Tina proféra ces paroles avec la plus ironique expression de sarcasme qu’elle pût trouver, sans se douter de l’à-propos de ce qu’elle disait. Malgré le sentiment plus instinctif que réfléchi de ce qu’elle souffrait, malgré toute la fureur de sa jalousie et son penchant au ressentiment et à la vengeance, malgré toute cette colère, il subsistait encore en elle quelque reste de confiance entretenue par l’idée qu’Anthony essayait de faire ce qui était bien. L’amour n’avait pas assez disparu pour qu’elle pût être entièrement dominée par la haine. Tina espérait encore qu’Anthony sentait plus d’amour pour elle qu’il n’en laissait paraître ; ce cri d’amertume fut l’expression de sa colère du moment.

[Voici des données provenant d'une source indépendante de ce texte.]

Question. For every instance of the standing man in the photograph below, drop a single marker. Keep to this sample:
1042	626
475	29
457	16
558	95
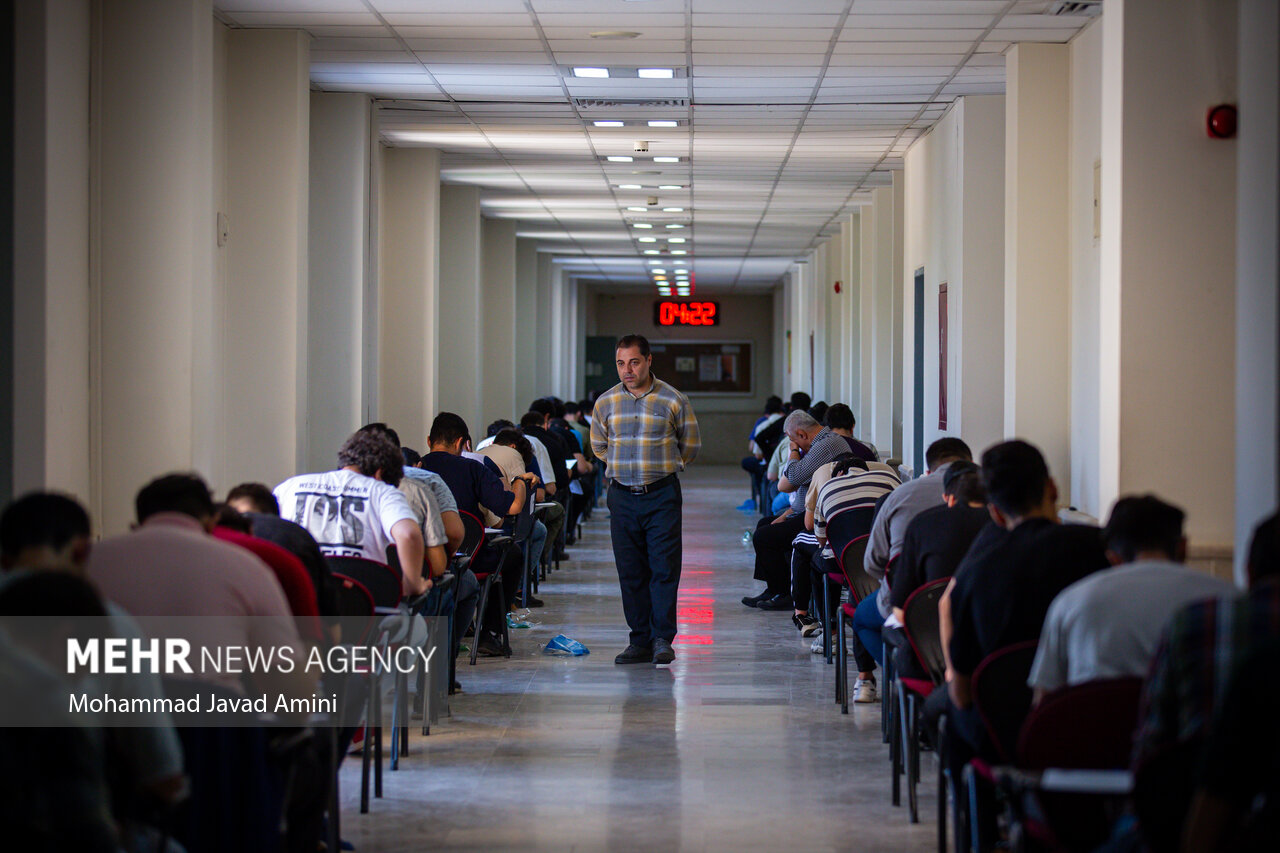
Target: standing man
645	432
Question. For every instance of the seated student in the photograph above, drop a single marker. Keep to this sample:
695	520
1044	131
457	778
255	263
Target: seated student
256	502
1109	624
812	446
1237	806
356	511
1202	644
888	532
50	533
476	488
170	566
298	591
840	419
1004	585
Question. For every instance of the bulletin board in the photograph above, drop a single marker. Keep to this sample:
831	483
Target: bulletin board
705	366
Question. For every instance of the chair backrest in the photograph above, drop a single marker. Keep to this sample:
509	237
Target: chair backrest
920	621
1084	726
355	610
851	524
472	537
860	584
384	583
1001	696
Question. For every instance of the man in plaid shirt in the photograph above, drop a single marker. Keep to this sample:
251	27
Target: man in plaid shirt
645	432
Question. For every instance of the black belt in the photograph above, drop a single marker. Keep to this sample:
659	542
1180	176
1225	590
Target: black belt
648	487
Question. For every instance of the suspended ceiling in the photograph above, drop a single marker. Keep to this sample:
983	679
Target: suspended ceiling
789	112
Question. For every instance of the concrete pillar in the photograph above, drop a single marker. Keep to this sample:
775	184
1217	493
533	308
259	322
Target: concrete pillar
1257	274
498	322
460	305
341	296
154	388
1168	260
51	236
408	363
526	309
264	351
1037	261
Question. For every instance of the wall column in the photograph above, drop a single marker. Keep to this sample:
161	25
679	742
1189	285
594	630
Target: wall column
1257	319
51	263
339	296
264	349
498	322
1037	261
1168	260
154	387
408	363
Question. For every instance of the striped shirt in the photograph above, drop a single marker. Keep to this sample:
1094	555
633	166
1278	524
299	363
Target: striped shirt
849	492
644	438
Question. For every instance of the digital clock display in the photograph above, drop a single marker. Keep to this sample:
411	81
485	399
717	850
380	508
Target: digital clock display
685	313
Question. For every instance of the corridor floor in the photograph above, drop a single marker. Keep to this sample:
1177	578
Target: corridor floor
736	746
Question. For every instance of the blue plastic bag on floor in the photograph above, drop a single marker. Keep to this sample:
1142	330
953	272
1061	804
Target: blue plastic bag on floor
565	647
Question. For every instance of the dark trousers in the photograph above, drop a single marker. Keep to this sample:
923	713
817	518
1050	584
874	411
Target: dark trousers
773	552
647	548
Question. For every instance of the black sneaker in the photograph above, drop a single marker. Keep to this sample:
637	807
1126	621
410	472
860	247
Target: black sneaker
805	624
635	655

Comme elle était debout au milieu de la chambre, tremblant sous le choc d’une émotion trop forte pour sa faiblesse, les lèvres pâles et les yeux étincelants, la porte s’ouvrit et miss Assher parut fraîche et splendide dans son costume de promenade. Elle avait sur les lèvres le sourire d’une femme sachant que sa présence ne passe pas inaperçue ; mais aussitôt elle regarda Caterina avec un air de surprise, puis jeta un coup d’œil de colère soupçonneuse sur le capitaine Wybrow, qui avait l’air fâché et fatigué.

« Peut-être êtes-vous trop occupé maintenant pour vous promener, capitaine Wybrow ? En ce cas j’irai seule.

— Non, non, je suis à vous », répondit-il en se précipitant auprès d’elle et la conduisant hors de la chambre. La pauvre Caterina sentit, après son accès. d’irritation, une réaction de honte et de confusion.